Adding brood is important in beefing up weak colonies because the brood pheromone emitted by the brood seems to improve moral. and this is very important concerning weak colonies. It will also help hold the added nurse bees, and provides for future bees.

[ April 24, 2006, 06:46 PM: Message edited by: Pcolar ]


----------



## iddee (Jun 21, 2005)

>>>>The best way to beef up colonies is to add a frame of brood with adhering bees and shake a frame of bees<<<<

Joe, I will side with you on all but this... To me the best and easiest way to beef up a weak colony is just to switch places with them when most foragers are out.
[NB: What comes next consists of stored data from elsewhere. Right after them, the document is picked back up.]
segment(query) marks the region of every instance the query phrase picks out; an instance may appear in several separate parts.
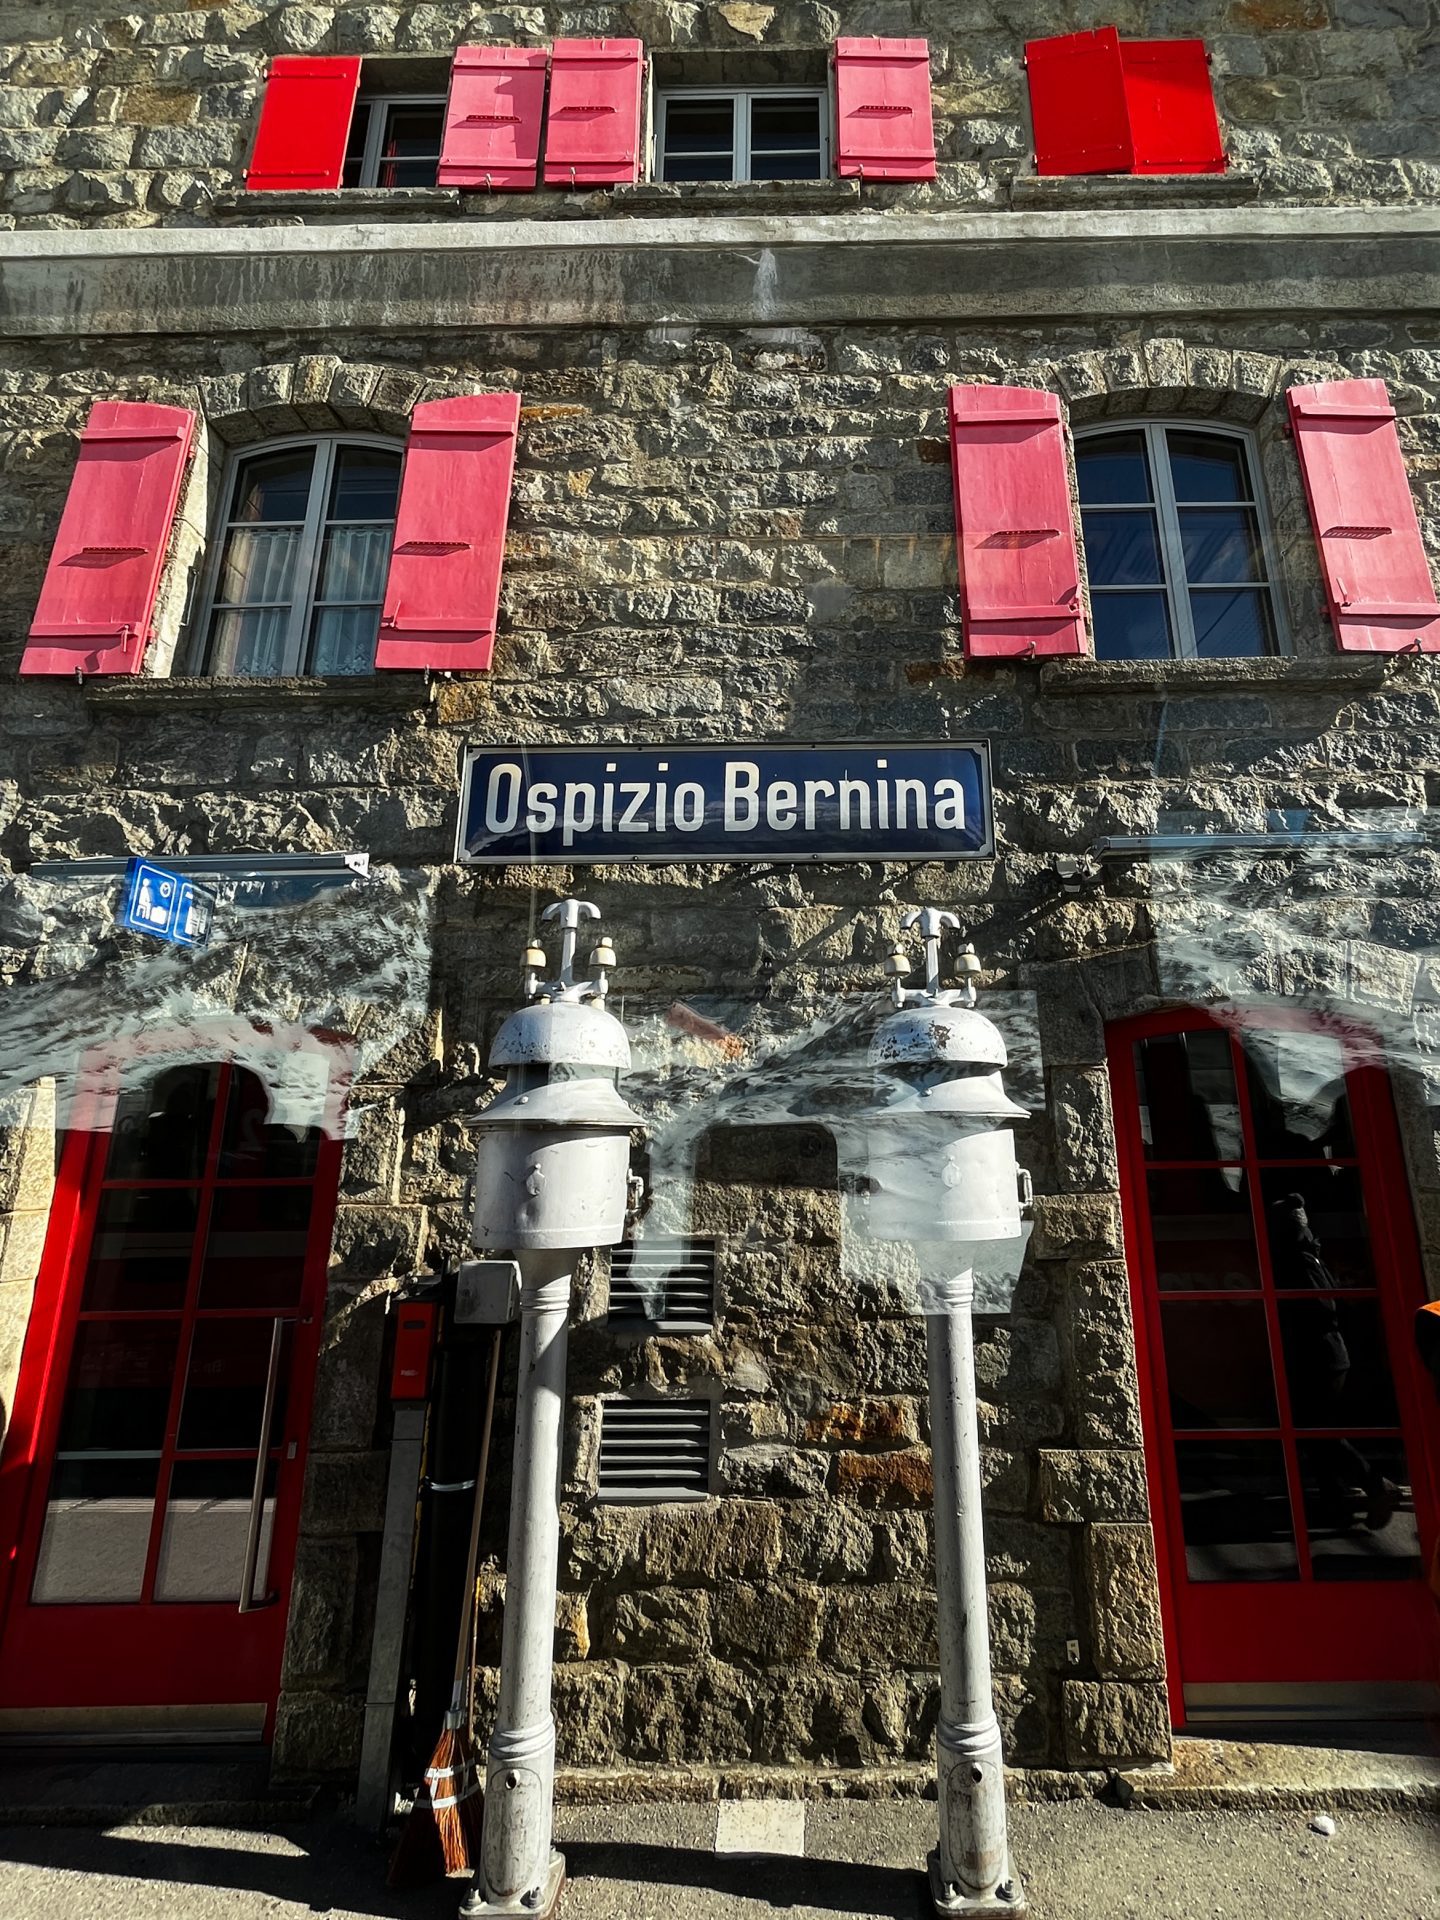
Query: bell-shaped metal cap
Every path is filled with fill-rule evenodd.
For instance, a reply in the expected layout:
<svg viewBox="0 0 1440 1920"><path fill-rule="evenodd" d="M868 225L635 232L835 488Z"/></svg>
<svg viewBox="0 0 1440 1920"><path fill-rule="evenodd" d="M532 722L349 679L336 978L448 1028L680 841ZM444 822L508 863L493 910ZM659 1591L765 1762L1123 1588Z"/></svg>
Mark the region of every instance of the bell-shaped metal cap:
<svg viewBox="0 0 1440 1920"><path fill-rule="evenodd" d="M490 1049L490 1066L496 1073L558 1061L624 1073L630 1066L630 1041L614 1014L593 1001L542 1000L517 1008Z"/></svg>
<svg viewBox="0 0 1440 1920"><path fill-rule="evenodd" d="M546 1069L537 1069L544 1072ZM643 1127L644 1116L628 1104L614 1080L594 1076L564 1076L563 1066L549 1069L552 1077L534 1086L512 1070L507 1084L477 1113L477 1127L596 1127L607 1133L631 1133Z"/></svg>
<svg viewBox="0 0 1440 1920"><path fill-rule="evenodd" d="M876 1108L883 1113L949 1113L1022 1120L1005 1091L1000 1029L974 1007L948 1000L902 1007L882 1020L870 1044Z"/></svg>

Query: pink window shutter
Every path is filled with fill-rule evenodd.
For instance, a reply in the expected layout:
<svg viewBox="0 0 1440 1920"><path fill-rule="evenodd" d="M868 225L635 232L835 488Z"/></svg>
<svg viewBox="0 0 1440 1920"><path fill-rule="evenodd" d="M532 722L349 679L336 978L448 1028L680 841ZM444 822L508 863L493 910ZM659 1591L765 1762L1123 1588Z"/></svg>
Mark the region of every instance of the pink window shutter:
<svg viewBox="0 0 1440 1920"><path fill-rule="evenodd" d="M835 42L835 164L842 179L935 178L927 41Z"/></svg>
<svg viewBox="0 0 1440 1920"><path fill-rule="evenodd" d="M139 673L194 432L188 407L91 407L21 673Z"/></svg>
<svg viewBox="0 0 1440 1920"><path fill-rule="evenodd" d="M1286 402L1342 650L1440 652L1440 601L1385 382L1291 387Z"/></svg>
<svg viewBox="0 0 1440 1920"><path fill-rule="evenodd" d="M1136 173L1224 173L1225 146L1203 40L1122 40Z"/></svg>
<svg viewBox="0 0 1440 1920"><path fill-rule="evenodd" d="M544 47L457 47L439 184L524 193L540 170Z"/></svg>
<svg viewBox="0 0 1440 1920"><path fill-rule="evenodd" d="M638 40L557 40L545 110L547 187L627 186L640 178Z"/></svg>
<svg viewBox="0 0 1440 1920"><path fill-rule="evenodd" d="M338 187L359 90L358 56L311 60L282 53L272 60L255 151L245 170L247 191Z"/></svg>
<svg viewBox="0 0 1440 1920"><path fill-rule="evenodd" d="M520 424L518 393L429 400L410 419L377 668L483 668Z"/></svg>
<svg viewBox="0 0 1440 1920"><path fill-rule="evenodd" d="M950 446L966 654L1084 653L1058 397L1036 387L952 387Z"/></svg>

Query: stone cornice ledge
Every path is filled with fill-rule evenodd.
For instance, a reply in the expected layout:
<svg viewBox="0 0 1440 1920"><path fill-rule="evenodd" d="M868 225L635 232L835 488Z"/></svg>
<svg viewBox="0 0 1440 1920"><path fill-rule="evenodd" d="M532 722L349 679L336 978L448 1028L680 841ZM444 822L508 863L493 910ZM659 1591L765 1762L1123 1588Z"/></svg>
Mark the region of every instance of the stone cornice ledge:
<svg viewBox="0 0 1440 1920"><path fill-rule="evenodd" d="M1411 311L1437 239L1417 206L19 232L0 335Z"/></svg>

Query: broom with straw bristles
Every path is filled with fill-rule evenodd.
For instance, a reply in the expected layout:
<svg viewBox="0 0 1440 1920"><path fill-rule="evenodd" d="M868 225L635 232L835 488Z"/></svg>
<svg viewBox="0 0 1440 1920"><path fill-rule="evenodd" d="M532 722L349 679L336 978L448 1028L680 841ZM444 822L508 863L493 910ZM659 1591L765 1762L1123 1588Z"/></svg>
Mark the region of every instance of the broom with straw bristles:
<svg viewBox="0 0 1440 1920"><path fill-rule="evenodd" d="M485 1473L490 1464L490 1429L495 1420L503 1332L497 1327L490 1344L485 1421L475 1468L475 1509L470 1517L465 1599L460 1609L450 1709L390 1862L387 1884L392 1887L426 1886L448 1874L472 1872L480 1857L483 1796L475 1751L475 1566L480 1553L480 1516L485 1510Z"/></svg>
The field bees will return to their homesite, not their home hive. This will give the weak hive more imediate foraging help. If it's brood they need,rather than foragers, replace the queen.


----------



## naturebee (Dec 25, 2004)

Good advice Iddee!

Your right! It's probably not the best way, but rather a good way.
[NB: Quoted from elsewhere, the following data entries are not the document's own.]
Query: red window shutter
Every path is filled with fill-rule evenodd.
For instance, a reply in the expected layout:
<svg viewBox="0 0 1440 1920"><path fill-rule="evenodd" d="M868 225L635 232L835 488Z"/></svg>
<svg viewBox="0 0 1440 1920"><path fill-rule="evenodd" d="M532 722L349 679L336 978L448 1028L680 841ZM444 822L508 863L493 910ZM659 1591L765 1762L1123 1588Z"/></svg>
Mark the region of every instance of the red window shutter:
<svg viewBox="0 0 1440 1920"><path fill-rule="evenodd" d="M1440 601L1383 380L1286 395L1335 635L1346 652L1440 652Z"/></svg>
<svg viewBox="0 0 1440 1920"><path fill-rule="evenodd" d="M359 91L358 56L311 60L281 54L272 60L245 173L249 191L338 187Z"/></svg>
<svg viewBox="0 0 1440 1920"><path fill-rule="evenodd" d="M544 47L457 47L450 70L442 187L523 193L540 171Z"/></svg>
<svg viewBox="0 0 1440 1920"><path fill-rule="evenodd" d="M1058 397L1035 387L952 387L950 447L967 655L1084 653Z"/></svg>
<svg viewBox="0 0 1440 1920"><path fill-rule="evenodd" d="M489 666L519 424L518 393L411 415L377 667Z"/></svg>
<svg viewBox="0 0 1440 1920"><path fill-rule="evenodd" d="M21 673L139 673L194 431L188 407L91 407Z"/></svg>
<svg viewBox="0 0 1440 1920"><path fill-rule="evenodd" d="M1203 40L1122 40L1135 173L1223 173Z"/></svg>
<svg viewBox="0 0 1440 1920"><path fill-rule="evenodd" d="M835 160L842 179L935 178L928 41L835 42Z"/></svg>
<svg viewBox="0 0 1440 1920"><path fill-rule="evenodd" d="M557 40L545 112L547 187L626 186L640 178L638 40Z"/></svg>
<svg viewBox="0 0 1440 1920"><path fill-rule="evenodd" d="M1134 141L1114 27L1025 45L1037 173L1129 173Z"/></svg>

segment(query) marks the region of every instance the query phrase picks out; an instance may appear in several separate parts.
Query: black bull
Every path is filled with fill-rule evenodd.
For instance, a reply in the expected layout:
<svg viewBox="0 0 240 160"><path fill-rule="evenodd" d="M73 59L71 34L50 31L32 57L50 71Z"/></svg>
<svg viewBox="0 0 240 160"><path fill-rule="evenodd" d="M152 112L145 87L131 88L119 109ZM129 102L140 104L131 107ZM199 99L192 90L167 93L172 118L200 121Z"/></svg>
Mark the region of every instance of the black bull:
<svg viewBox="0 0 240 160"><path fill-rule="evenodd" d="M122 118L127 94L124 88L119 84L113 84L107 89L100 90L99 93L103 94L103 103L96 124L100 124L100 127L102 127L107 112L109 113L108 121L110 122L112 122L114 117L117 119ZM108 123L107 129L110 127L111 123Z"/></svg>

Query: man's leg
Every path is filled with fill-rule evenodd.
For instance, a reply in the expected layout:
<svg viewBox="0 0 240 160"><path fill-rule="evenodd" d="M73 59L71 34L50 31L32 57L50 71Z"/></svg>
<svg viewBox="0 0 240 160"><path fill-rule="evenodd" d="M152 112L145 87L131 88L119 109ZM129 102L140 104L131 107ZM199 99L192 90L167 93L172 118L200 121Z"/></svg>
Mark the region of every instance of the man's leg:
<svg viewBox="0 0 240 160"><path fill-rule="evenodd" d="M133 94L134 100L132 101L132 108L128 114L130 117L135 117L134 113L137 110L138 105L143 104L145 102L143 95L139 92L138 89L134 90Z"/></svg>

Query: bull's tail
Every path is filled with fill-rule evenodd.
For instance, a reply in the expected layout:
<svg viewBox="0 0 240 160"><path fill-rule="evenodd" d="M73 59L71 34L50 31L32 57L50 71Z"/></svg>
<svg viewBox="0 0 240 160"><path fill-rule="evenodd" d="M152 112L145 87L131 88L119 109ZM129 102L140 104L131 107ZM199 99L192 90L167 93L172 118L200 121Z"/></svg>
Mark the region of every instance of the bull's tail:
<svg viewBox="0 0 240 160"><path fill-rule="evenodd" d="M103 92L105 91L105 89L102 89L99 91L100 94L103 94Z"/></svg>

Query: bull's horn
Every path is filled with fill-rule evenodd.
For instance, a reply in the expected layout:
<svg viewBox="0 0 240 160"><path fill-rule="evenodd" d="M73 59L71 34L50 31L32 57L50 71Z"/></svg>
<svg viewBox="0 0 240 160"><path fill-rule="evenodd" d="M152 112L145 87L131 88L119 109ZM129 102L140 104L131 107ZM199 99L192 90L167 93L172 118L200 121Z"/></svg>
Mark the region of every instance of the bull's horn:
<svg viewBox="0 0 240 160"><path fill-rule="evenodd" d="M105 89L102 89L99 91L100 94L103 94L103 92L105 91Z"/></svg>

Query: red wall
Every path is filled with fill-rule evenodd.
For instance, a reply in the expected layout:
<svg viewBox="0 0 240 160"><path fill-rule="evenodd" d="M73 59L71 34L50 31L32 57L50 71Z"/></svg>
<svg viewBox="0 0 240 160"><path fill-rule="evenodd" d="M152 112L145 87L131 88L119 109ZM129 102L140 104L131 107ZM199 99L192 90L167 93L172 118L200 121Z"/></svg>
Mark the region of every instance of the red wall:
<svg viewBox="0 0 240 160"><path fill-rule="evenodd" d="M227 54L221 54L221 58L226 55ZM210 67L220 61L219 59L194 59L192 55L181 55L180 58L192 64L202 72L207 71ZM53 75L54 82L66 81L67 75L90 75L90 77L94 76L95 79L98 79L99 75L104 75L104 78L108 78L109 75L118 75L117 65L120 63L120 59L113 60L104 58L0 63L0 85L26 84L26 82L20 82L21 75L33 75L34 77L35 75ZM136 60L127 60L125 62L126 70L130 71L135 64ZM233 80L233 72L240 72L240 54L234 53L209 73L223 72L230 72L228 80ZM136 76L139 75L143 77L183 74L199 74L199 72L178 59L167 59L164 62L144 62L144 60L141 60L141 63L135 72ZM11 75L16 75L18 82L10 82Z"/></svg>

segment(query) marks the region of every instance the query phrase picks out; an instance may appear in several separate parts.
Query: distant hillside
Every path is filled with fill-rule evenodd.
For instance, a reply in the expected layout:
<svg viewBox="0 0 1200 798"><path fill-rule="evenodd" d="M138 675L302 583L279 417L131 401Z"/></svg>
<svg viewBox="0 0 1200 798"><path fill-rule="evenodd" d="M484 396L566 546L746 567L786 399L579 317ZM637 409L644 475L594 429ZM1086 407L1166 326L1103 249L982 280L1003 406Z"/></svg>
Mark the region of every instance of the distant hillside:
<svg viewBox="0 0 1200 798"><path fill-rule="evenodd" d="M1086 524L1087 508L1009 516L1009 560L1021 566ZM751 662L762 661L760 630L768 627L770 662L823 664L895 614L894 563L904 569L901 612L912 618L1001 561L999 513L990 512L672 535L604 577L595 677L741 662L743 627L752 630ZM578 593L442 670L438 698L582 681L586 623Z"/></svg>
Iddee, the intent of adding brood is not to add brood. It is to add work force for the future. This is done to strenghten a colony. If the queen is performing poorly then by all means, replace her. 

I usually opt to add brood and bees, not really that it's the "best way" to do this. But it's the best way as far as my backs concerned.









[ April 24, 2006, 07:34 PM: Message edited by: Pcolar ]


----------



## wade (Apr 1, 2006)

I appreciate the discussion on this. I should clarify what I did. One colony was just a nuc that I made when my queens arrived. One of my hives had died so I was stuck with an extra queen and no resources to get her going. A fellow beekeeper living 35 miles away helped me out by selling some black nurse bees. He shook out 7-8 frames of bees on brood into my box. I then did a newspaper combine with those bees on the bottom and my little queen nuc with her 100 bees on top. The experience of getting the hive set-up was a nightmare, I had a thread about it here on beesource. The next day I removed the newspaper and checked things and the queen was there appearing very happy with a big load of new bees. Since that time just 1 week ago that colony seems to have shrunk by probably 2 frames worth of bees, and I noticed a lot of black bees in my strong italian hive which is next to it. I knew I lost some of the new bees when I did the combine but there were way more there in the hive last week than there are now. Anyway, that's what prompted the question.